In April, the Council of Canadian Academies announced the appointment of its Expert Panel on Medical Assistance in Dying, to be chaired by former Supreme Court Justice Marie Deschamps.
It also announced the chairs of the working groups tasked with studying the three areas that the federal government marked out for further study when it passed the medical assistance in dying law: mature minors, advance requests and mental illness.
The Canadian Bar Association’s End-of-Life working group wrote in May to each of the working groups to offer the Association’s help wherever it might be needed.
The chairs are:
Dr. Dawn Davies, an associate professor in pediatrics at the University of Alberta, will chair the mature minors working group.
Dr. Kwame McKenzie, a psychiatry professor at the University of Toronto and Director of Health Equity at the Centre for Addiction and Mental Health, will chair the Working Group on requests where mental illness is the sole underlying medical condition.

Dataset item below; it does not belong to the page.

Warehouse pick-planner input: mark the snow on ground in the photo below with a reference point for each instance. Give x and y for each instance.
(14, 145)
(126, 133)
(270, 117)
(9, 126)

Justice Deschamps is the interim chair of the working group on advance requests until a new chair can be named. The original chair, Dr. Harvey Shipper stepped down in May when his nomination to the post caused an uproar due to his previous comments on medical assistance in dying.
The Expert Panel held its first meeting in May. The working groups will examine the evidence and seek public input before presenting their reports, expected late in 2018.
The CBA policy on medical assistance in dying is found in several resolutions passed since 2015: Clarifying Law about End-of-Life Decision-Making, Physician-Assisted Dying, Advance Requests for Medical Assistance in Dying, Medical Assistance in Dying and Psychiatric Conditions and Medical Assistance in Dying for Competent Minors. The CBA’s End-of-Life working group is drawn from diverse areas of expertise, including criminal justice, constitutional and human rights law, health law, wills, estates and trusts law, elder law, children’s law, corporate counsel, privacy law, dispute resolution and equality issues. The members include lawyers in private practice, the public sector and in-house counsel.